I’ll need help in a couple of areas. One is documentation. I value good documentation and I am sorely lagging! Another is testing. I have a good set of tests, but you just can’t have enough tests! And, as I said, my tests are limited to the multichannel guitar. I’d love to go beyond that.

Of course, I also welcome additional hands willing to do some coding. For example, it came to my attention that the pitch-detection code is not performant enough on small microcontrollers because it requires a CPU intrinsic function (__builtin_popcount) that is only available on more advanced architectures, and implementing the intrinsic function in straight C++ is much slower. I do have a newer pitch-detection algorithm that is potentially more performant and does not require such special code.
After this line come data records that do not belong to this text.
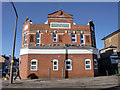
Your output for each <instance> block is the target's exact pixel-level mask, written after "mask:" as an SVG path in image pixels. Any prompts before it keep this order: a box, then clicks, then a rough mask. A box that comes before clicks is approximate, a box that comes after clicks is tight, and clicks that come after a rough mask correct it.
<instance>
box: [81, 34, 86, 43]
mask: <svg viewBox="0 0 120 90" xmlns="http://www.w3.org/2000/svg"><path fill="white" fill-rule="evenodd" d="M82 35H83V38H81V34H80V43H81V40H83V43H81V44H85V39H84V34H82Z"/></svg>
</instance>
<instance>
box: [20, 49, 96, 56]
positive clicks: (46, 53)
mask: <svg viewBox="0 0 120 90" xmlns="http://www.w3.org/2000/svg"><path fill="white" fill-rule="evenodd" d="M25 54H66V49H27V48H22V49H20V55H25ZM68 54H96V55H98V50H97V49H68Z"/></svg>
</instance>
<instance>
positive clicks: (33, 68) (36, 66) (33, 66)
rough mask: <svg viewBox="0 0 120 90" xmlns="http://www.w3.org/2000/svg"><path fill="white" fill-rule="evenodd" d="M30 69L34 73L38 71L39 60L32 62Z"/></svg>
mask: <svg viewBox="0 0 120 90" xmlns="http://www.w3.org/2000/svg"><path fill="white" fill-rule="evenodd" d="M30 69H31V70H32V71H34V70H37V60H36V59H33V60H31V67H30Z"/></svg>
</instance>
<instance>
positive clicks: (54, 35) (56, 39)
mask: <svg viewBox="0 0 120 90" xmlns="http://www.w3.org/2000/svg"><path fill="white" fill-rule="evenodd" d="M53 42H57V34H53Z"/></svg>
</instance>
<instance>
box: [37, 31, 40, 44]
mask: <svg viewBox="0 0 120 90" xmlns="http://www.w3.org/2000/svg"><path fill="white" fill-rule="evenodd" d="M36 34H39V38H37V35H36V40H37V39H38V40H39V43H36V44H40V37H41V34H40V33H39V32H37V33H36Z"/></svg>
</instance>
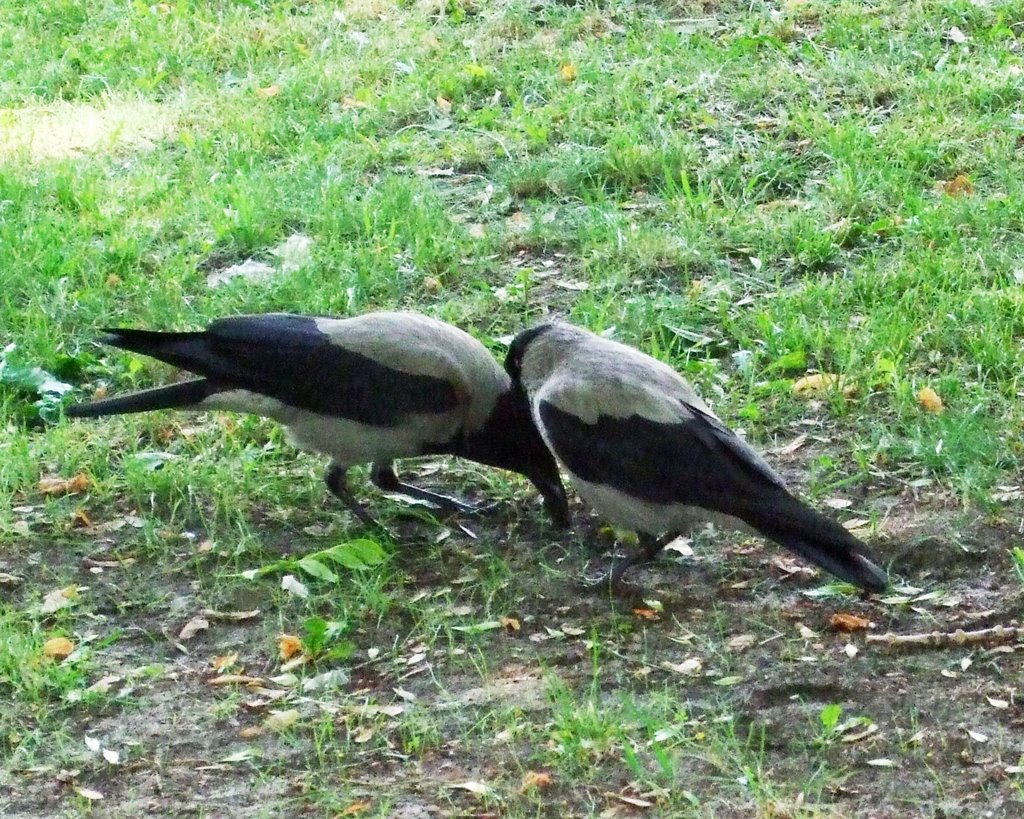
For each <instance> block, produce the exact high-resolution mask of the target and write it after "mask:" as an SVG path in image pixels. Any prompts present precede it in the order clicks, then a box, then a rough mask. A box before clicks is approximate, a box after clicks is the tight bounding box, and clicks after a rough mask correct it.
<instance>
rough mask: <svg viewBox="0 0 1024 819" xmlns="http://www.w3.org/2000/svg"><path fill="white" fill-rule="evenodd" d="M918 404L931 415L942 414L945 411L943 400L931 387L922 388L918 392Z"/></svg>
mask: <svg viewBox="0 0 1024 819" xmlns="http://www.w3.org/2000/svg"><path fill="white" fill-rule="evenodd" d="M918 403H919V404H921V406H922V408H923V410H926V411H927V412H929V413H941V412H942V410H943V406H942V399H941V398H940V397H939V394H938V393H937V392H936V391H935V390H933V389H932V388H931V387H922V388H921V389H920V390H919V391H918Z"/></svg>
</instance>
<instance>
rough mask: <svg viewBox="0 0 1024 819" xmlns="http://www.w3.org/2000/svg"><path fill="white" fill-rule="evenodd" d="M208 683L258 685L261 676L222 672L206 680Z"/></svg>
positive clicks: (238, 684)
mask: <svg viewBox="0 0 1024 819" xmlns="http://www.w3.org/2000/svg"><path fill="white" fill-rule="evenodd" d="M207 682H208V683H209V684H210V685H260V684H262V682H263V679H262V678H261V677H250V676H249V675H248V674H222V675H221V676H220V677H214V678H213V679H212V680H207Z"/></svg>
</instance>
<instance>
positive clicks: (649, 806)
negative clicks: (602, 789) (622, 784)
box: [604, 791, 654, 808]
mask: <svg viewBox="0 0 1024 819" xmlns="http://www.w3.org/2000/svg"><path fill="white" fill-rule="evenodd" d="M604 795H605V796H606V798H607V799H609V800H618V801H620V802H622V803H625V804H626V805H630V806H632V807H634V808H653V807H654V803H653V802H648V801H647V800H642V799H640V798H639V796H630V795H627V794H626V793H612V792H610V791H607V792H605V794H604Z"/></svg>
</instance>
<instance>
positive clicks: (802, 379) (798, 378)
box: [793, 373, 842, 395]
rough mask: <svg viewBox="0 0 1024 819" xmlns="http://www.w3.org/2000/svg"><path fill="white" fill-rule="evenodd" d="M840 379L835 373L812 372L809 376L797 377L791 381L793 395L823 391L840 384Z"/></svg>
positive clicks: (798, 394)
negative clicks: (793, 381)
mask: <svg viewBox="0 0 1024 819" xmlns="http://www.w3.org/2000/svg"><path fill="white" fill-rule="evenodd" d="M841 382H842V380H841V379H840V377H839V376H837V375H836V374H835V373H813V374H812V375H810V376H804V377H803V378H798V379H797V380H796V381H795V382H794V383H793V392H794V394H795V395H808V394H812V393H816V392H824V391H825V390H830V389H833V388H834V387H837V386H840V385H841Z"/></svg>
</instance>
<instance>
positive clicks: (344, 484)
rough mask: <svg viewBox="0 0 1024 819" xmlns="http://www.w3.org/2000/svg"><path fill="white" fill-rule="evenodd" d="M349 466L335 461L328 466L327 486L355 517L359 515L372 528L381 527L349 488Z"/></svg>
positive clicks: (361, 518) (325, 479)
mask: <svg viewBox="0 0 1024 819" xmlns="http://www.w3.org/2000/svg"><path fill="white" fill-rule="evenodd" d="M347 471H348V470H347V468H346V467H343V466H342V465H341V464H338V463H336V462H334V461H332V462H331V466H329V467H328V468H327V473H326V474H325V475H324V481H325V482H326V483H327V487H328V488H329V489H330V490H331V493H332V494H333V495H334V497H335V498H337V499H338V500H339V501H341V503H343V504H344V505H345V507H346V508H347V509H348V510H349V512H351V513H352V514H353V515H355V517H357V518H358V519H359V520H360V521H361V522H362V523H364V524H366V525H367V526H370V527H371V528H375V529H381V528H383V526H381V524H380V523H378V522H377V521H376V520H374V519H373V517H372V516H371V514H370V513H369V512H367V510H366V509H365V508H364V507H362V504H360V503H359V502H358V501H357V500H356V498H355V495H354V494H352V490H351V489H349V488H348V481H347V480H346V479H345V473H346V472H347Z"/></svg>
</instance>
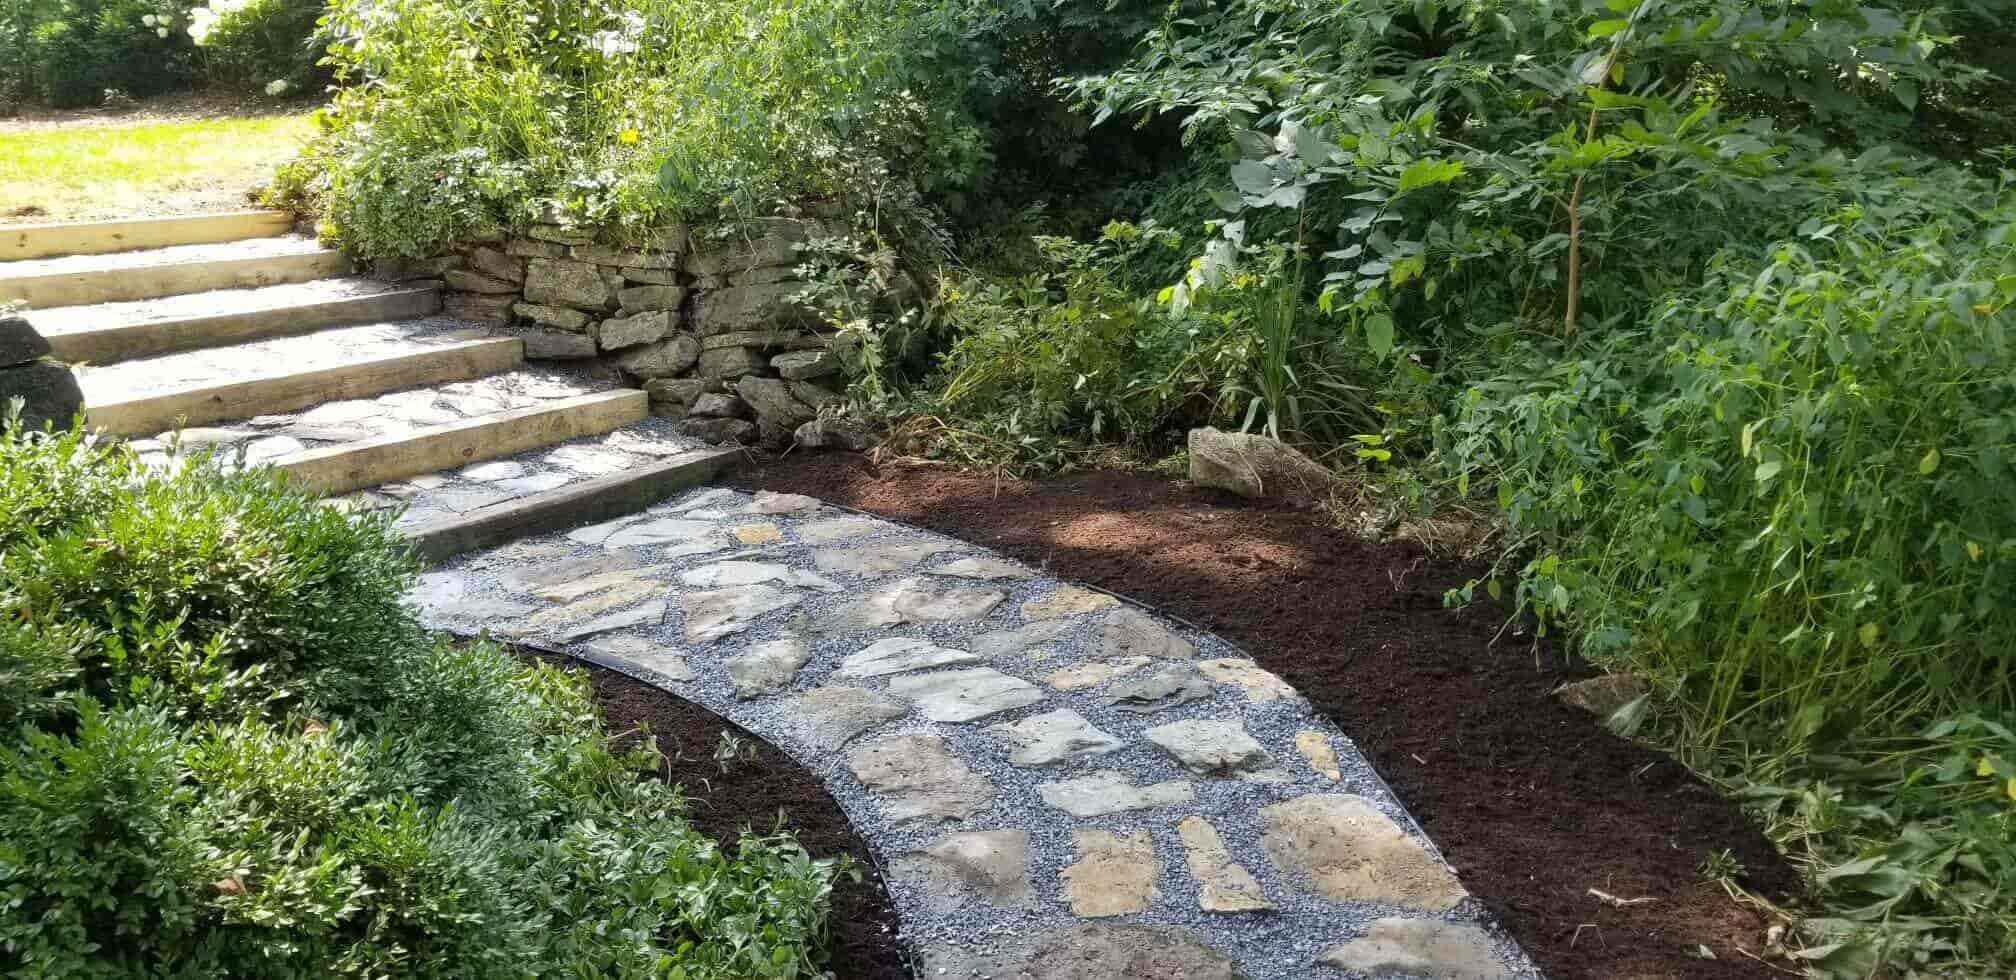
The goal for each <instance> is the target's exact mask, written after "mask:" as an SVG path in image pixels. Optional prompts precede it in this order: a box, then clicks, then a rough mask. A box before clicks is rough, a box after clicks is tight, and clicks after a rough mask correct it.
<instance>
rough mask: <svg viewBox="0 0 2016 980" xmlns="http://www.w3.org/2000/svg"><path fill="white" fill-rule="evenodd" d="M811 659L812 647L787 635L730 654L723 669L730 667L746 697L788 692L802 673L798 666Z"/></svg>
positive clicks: (776, 693)
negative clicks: (729, 656) (782, 636)
mask: <svg viewBox="0 0 2016 980" xmlns="http://www.w3.org/2000/svg"><path fill="white" fill-rule="evenodd" d="M808 659H812V647H808V645H804V641H802V639H796V637H784V639H770V641H764V643H756V645H752V647H748V649H746V651H742V653H738V655H734V657H728V659H726V661H724V663H722V669H726V671H728V682H730V684H734V688H736V698H744V700H746V698H762V696H766V694H782V692H786V690H788V688H790V682H792V678H796V676H798V667H802V665H804V663H806V661H808Z"/></svg>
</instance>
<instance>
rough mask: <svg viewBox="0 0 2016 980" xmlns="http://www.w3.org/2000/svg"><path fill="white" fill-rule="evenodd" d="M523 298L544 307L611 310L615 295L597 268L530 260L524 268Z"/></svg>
mask: <svg viewBox="0 0 2016 980" xmlns="http://www.w3.org/2000/svg"><path fill="white" fill-rule="evenodd" d="M524 298H526V302H540V304H546V307H575V309H579V311H607V309H613V304H615V298H617V294H615V290H613V288H611V286H609V280H607V278H603V270H601V268H599V266H593V264H589V262H573V260H566V258H534V260H530V262H526V266H524Z"/></svg>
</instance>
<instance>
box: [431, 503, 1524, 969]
mask: <svg viewBox="0 0 2016 980" xmlns="http://www.w3.org/2000/svg"><path fill="white" fill-rule="evenodd" d="M411 599H413V603H415V605H417V607H419V609H421V617H423V619H425V621H427V623H429V625H431V627H437V629H448V631H456V633H464V635H472V633H478V631H490V633H492V635H498V637H502V639H514V641H524V643H530V645H542V647H554V649H566V651H571V653H575V655H579V657H583V659H589V661H595V663H601V665H609V667H615V669H621V671H625V673H631V676H635V678H641V680H645V682H649V684H655V686H659V688H663V690H667V692H673V694H677V696H681V698H687V700H694V702H700V704H704V706H708V708H712V710H716V712H718V714H722V716H726V718H730V720H734V722H736V724H740V726H744V728H748V730H750V732H756V734H760V736H764V738H768V740H770V742H774V744H778V746H780V748H782V750H784V752H788V754H790V756H792V758H796V760H798V762H802V764H804V766H806V768H810V770H812V772H816V774H818V776H821V778H823V780H825V784H827V786H829V788H831V792H833V794H835V799H837V801H839V803H841V807H843V809H845V811H847V817H849V819H851V821H853V825H855V829H857V831H859V833H861V837H863V839H865V841H867V843H869V847H871V849H873V851H875V853H877V855H879V861H883V865H885V871H887V883H889V891H891V897H893V901H895V907H897V913H899V917H901V922H903V930H905V934H907V936H905V940H907V946H909V948H911V950H913V952H915V956H917V960H919V976H923V978H927V980H937V978H950V980H964V978H996V980H1010V978H1024V980H1036V978H1044V980H1121V978H1127V980H1177V978H1179V980H1230V978H1246V980H1276V978H1347V976H1421V978H1466V980H1470V978H1476V980H1486V978H1492V980H1496V978H1538V976H1540V974H1538V970H1536V968H1534V966H1532V964H1530V962H1528V960H1526V958H1524V954H1520V950H1518V948H1516V946H1514V944H1512V942H1510V940H1508V938H1506V936H1504V934H1502V932H1498V930H1496V928H1494V926H1492V924H1490V922H1486V917H1484V913H1482V907H1480V903H1478V901H1476V899H1472V897H1470V895H1468V893H1466V891H1464V887H1462V885H1460V883H1458V879H1456V875H1454V873H1452V871H1450V869H1447V865H1445V863H1443V861H1441V857H1439V855H1437V851H1435V849H1433V845H1431V843H1429V841H1427V837H1425V835H1423V833H1421V831H1419V827H1415V823H1413V821H1411V819H1409V817H1407V813H1405V811H1403V809H1401V805H1399V803H1397V801H1395V799H1393V794H1391V792H1389V790H1387V786H1385V784H1383V782H1381V780H1379V776H1377V774H1373V770H1371V766H1369V764H1367V762H1365V758H1363V756H1361V754H1359V750H1357V748H1355V746H1353V744H1351V740H1349V738H1345V736H1343V732H1339V730H1337V728H1335V726H1333V724H1329V722H1327V720H1322V718H1318V716H1316V714H1312V712H1310V708H1308V704H1306V702H1304V700H1302V698H1300V696H1298V694H1296V692H1294V690H1292V688H1288V686H1286V684H1284V682H1282V680H1280V678H1276V676H1272V673H1268V671H1266V669H1262V667H1258V665H1256V663H1254V661H1252V659H1248V657H1244V655H1242V653H1240V651H1236V649H1234V647H1230V645H1228V643H1224V641H1220V639H1218V637H1212V635H1208V633H1200V631H1193V629H1185V627H1181V625H1177V623H1171V621H1165V619H1159V617H1155V615H1149V613H1147V611H1143V609H1139V607H1133V605H1127V603H1123V601H1119V599H1115V597H1111V595H1105V593H1097V591H1089V589H1083V587H1075V585H1066V583H1060V581H1054V579H1050V577H1046V575H1042V573H1040V571H1036V569H1026V567H1022V565H1016V563H1010V561H1004V559H998V557H994V555H990V553H986V550H984V548H978V546H974V544H966V542H960V540H952V538H943V536H935V534H927V532H921V530H915V528H905V526H901V524H893V522H885V520H877V518H865V516H859V514H849V512H843V510H839V508H833V506H825V504H821V502H818V500H812V498H804V496H788V494H754V496H748V494H740V492H734V490H696V492H689V494H685V496H679V498H673V500H671V502H667V504H661V506H657V508H651V510H649V512H643V514H635V516H629V518H623V520H615V522H609V524H597V526H585V528H577V530H571V532H564V534H552V536H544V538H528V540H518V542H512V544H506V546H500V548H494V550H488V553H476V555H466V557H462V559H456V561H452V563H448V565H444V567H437V569H435V571H431V573H427V575H423V577H421V581H419V585H417V587H415V591H413V595H411Z"/></svg>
Right now, I have the new pitch-detection code in a private repository, including an excellent algorithm for onset detection, and cool things like cross-talk elimination. I’d gladly share the code to a small group of people willing to contribute back some time to further develop the code, as well as testing and of course, documentation.

If there’s sufficient interest, and if a small community forms, I can probably be swayed to open the code. Tell me what you think! Let’s see how it goes. Consider this a trial balloon.